Our sleep patterns change as we grow older.
A new-born baby sleeps for 16 to 18 hours in a 24-hour period. Sleep is thought to be needed for growth and development. The need for sleep them gradually reduces during childhood.
Teenagers need 7-10 hours sleep a night. They go to bed late, get up late and lie in on a weekend. Their need for sleep is due to hormonal changes brought on by the onset of puberty.
The average adult need around 7.5 hours sleep a night, though this gets smaller as people move into old age.
Sleep is essential for a healthy body and mind. If you don't have enough sleep, you may be unable to function properly.
Concentration. Although sleep means rest, parts of your brain work harder while you are asleep. REM (rapid eye movement) sleep enables you to consolidate memories, which helps with learning. When sleep is disrupted, short-term memory can fail, as well as the ability to acquire new skills.
Happier mood. Good sleep is important to keep you happy and help deal with stress. People who have too little sleep often become irritable, possibly because they are not getting enough time to recuperate from daily anxieties. In fact, chronic insomnia is a major risk factor for depression.

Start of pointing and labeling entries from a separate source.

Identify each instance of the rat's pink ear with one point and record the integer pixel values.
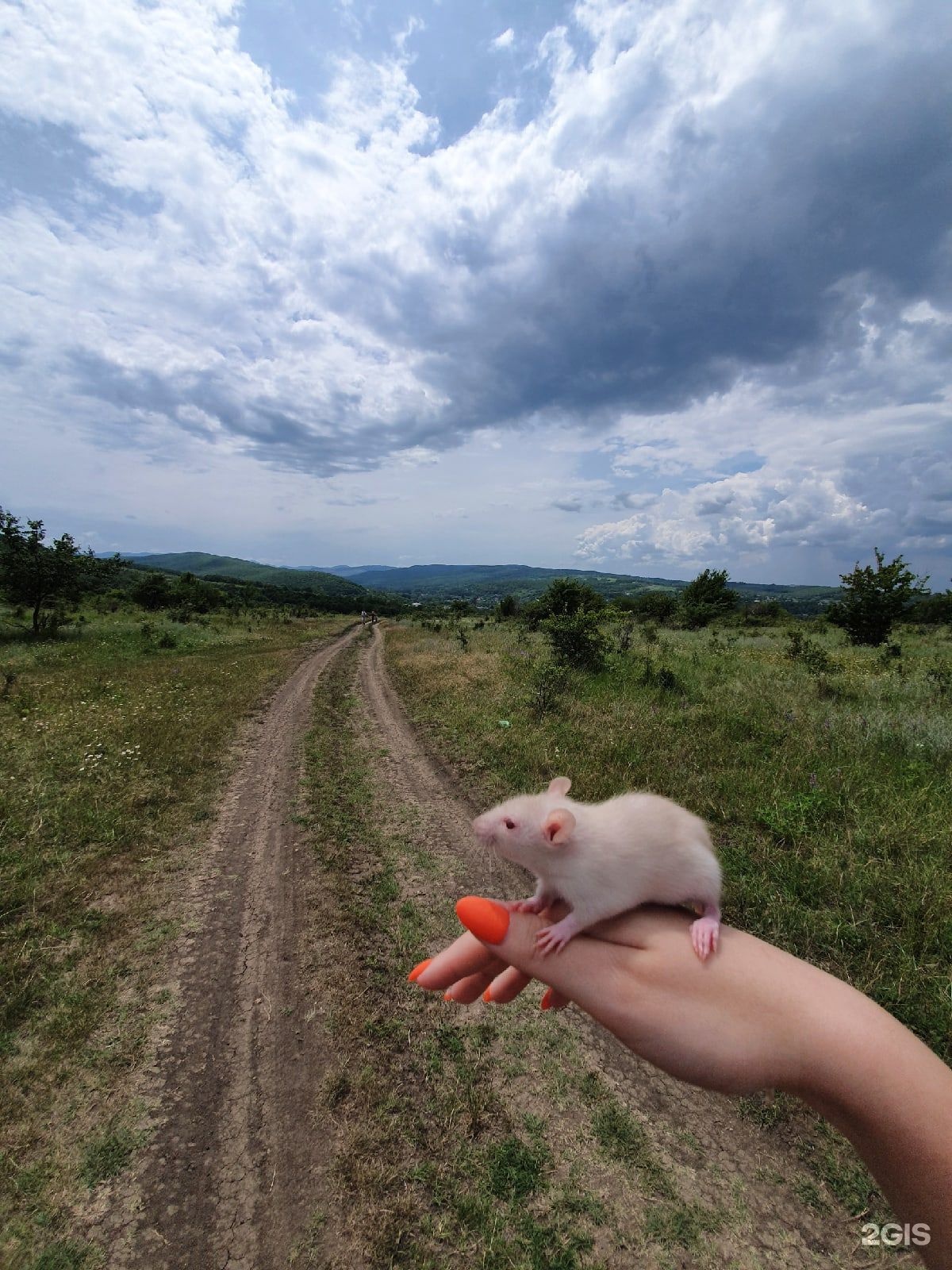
(558, 826)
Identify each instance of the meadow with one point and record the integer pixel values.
(822, 768)
(114, 741)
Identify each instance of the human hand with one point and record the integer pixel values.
(735, 1022)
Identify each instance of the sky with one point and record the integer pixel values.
(643, 287)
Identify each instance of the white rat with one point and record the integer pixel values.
(603, 859)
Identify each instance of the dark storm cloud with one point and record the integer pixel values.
(774, 200)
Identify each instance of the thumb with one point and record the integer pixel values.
(578, 971)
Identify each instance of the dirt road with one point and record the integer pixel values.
(224, 1178)
(232, 1164)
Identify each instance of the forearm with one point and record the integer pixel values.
(892, 1096)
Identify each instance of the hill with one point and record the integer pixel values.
(206, 565)
(486, 584)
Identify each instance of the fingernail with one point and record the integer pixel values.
(488, 920)
(418, 971)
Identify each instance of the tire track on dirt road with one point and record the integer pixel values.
(717, 1157)
(228, 1175)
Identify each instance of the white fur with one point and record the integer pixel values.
(636, 849)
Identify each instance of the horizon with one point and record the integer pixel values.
(644, 289)
(480, 564)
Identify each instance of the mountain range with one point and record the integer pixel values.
(480, 584)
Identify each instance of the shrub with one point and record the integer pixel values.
(578, 641)
(875, 598)
(660, 677)
(546, 683)
(704, 598)
(816, 658)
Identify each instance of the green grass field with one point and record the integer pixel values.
(827, 787)
(113, 749)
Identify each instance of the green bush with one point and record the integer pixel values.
(578, 641)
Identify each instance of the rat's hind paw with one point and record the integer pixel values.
(528, 906)
(704, 935)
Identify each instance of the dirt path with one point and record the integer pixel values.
(235, 1160)
(228, 1174)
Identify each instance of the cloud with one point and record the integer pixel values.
(712, 235)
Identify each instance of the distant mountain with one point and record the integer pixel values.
(344, 571)
(206, 565)
(486, 584)
(435, 583)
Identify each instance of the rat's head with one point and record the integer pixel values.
(528, 829)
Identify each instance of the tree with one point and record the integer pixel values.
(152, 591)
(875, 598)
(565, 597)
(706, 597)
(44, 578)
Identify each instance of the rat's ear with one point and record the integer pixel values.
(558, 826)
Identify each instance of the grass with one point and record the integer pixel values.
(113, 745)
(435, 1166)
(473, 1137)
(824, 778)
(828, 795)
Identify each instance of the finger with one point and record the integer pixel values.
(507, 987)
(587, 971)
(469, 990)
(463, 956)
(552, 1000)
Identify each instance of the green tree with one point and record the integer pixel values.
(706, 597)
(152, 591)
(565, 597)
(578, 641)
(873, 600)
(46, 578)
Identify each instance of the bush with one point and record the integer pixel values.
(875, 598)
(578, 641)
(816, 658)
(546, 683)
(660, 677)
(704, 598)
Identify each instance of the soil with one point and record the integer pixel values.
(232, 1168)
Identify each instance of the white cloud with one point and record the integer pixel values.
(232, 279)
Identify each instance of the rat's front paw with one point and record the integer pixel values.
(552, 939)
(704, 935)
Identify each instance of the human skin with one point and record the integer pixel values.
(750, 1018)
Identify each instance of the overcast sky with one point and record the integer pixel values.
(639, 286)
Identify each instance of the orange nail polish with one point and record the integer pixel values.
(488, 920)
(418, 971)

Immune system. Sleep helps your immune system fight off germs such as viruses and bacteria, as while you sleep, your body secretes chemicals that boost your immunity. Research has found that people produce fewer disease-fighting immune cells if they have a lack of sleep. People who are ill tend to require more sleep than usual.
Reduced stress. If you get enough sleep for your body's needs, you will be much more relaxed and your blood pressure and heart rate will be low. Lack of sleep has been linked to high blood pressure, increased risk of heart disease and stroke. Stress itself is also linked to sleep disruption.
Increased energy levels. During the day, your body burns a lot of energy, which has to be replaced by eating food. While you are asleep, your body conserves energy as your metabolism slows down, giving you more usable energy during your waking hours. There is also medical evidence showing that a lack of sleep affects your hormonal system. In particular, sleep deprivation lowers your levels of leptin, which is responsible for reducing carbohydrate cravings.
Better growth and repair. While you sleep, your skin is revitalized by the growth of new cells and protein is replaced in your brain and eyes. In the early part of the night, your body secretes human growth hormone, which controls the repair of your muscles and body cells. Doctors have found that giving children with growth hormone deficiency a dose of the human growth hormone at night is more effective than giving the dose during the day, as healing occurs mainly in sleeping hours.